¿Existe una posición ideal para dormir? No necesariamente, de acuerdo con investigaciones científicas
¿Boca arriba? ¿Boca abajo? ¿De lado? ¿Existe una posición más cómoda para dormir? Investigadores han investigado esta cuestión.

Una buena noche de sueño. Todos tenemos nuestras preferencias a la hora de elegir cómo conciliar el sueño. La postura que adoptamos nos resulta cómoda y así es como nos quedamos dormidos.
Pero ¿qué pasa con el resto del sueño? ¿Siempre permanecemos en la misma posición? ¿Elegimos inconscientemente una más cómoda? ¿Existen diferencias entre las personas? Los investigadores han investigado estas cuestiones sobre el sueño.
Las personas mayores se mueven menos durante la noche
A algunas les gusta dormir boca arriba. Otras solo encuentran paz boca abajo, con una pierna doblada. ¿Cuáles son las diferencias notables entre estos tipos de personas? La investigación ha intentado observar si nuestra personalidad y rasgos de carácter podrían explicar nuestras preferencias.
Joseph De Koninck, profesor de la Universidad de Ottawa, Canadá, incluso realizó un experimento fotografiando a personas mientras dormían. Objetivo: ver si ciertos individuos mostraban similitudes.

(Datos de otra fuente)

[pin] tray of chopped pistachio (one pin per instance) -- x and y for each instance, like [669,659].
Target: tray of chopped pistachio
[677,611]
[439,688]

¿Una pelota de tenis, un buen método?
Pero parece que nuestras preferencias no están tan ligadas a nuestra personalidad, sino más bien a nuestra anatomía. Este resultado es aún más convincente si tenemos en cuenta que el profesor explica que, "no necesariamente permanecemos en la posición que adoptamos para dormirnos durante toda la noche".
De hecho, es nuestra fisiología la que elige nuestra postura. Así, varios estudios han demostrado, por ejemplo, que las personas obesas permanecen más inmóviles que otras. Lo mismo ocurre con las personas mayores.
Esto se debe a que nos movemos durante el sueño. Incluso si existiera una posición ideal, es muy probable que no pudiéramos mantenerla toda la noche. Y esto a pesar de los sistemas y dispositivos diseñados para corregir esta postura.
Las personas que sufren de apnea del sueño, por ejemplo, están sujetas a estas correcciones. Los dispositivos modernos pueden ayudar a estas personas, pero algunas simplemente se colocan una pelota de tenis en la espalda para evitar que se acuesten boca arriba.

Un método más sencillo de implementar e igual de efectivo, pero que, según los científicos, no es necesariamente una buena idea. Si bien es cierto que las personas evitan dormir boca arriba, también corren el riesgo de despertarse con frecuencia y, en consecuencia, experimentar una mala calidad de sueño, lo que puede provocar trastornos del sueño, ansiedad o incluso síntomas depresivos. En resumen, intentar controlar esto puede ser incluso contraproducente.
Raman Malhotra, profesor de neurología de la Universidad de Washington (Estados Unidos), afirma: "A veces, intentar controlar la postura puede ser más perjudicial que beneficioso". Según el científico, no es necesariamente útil intentar elegir una postura en particular (a menos que esté contraindicado). La mejor postura para nosotros es la que nos resulta cómoda. "La mejor manera de medir la calidad de nuestro sueño sigue siendo analizar cómo nos sentimos por la mañana".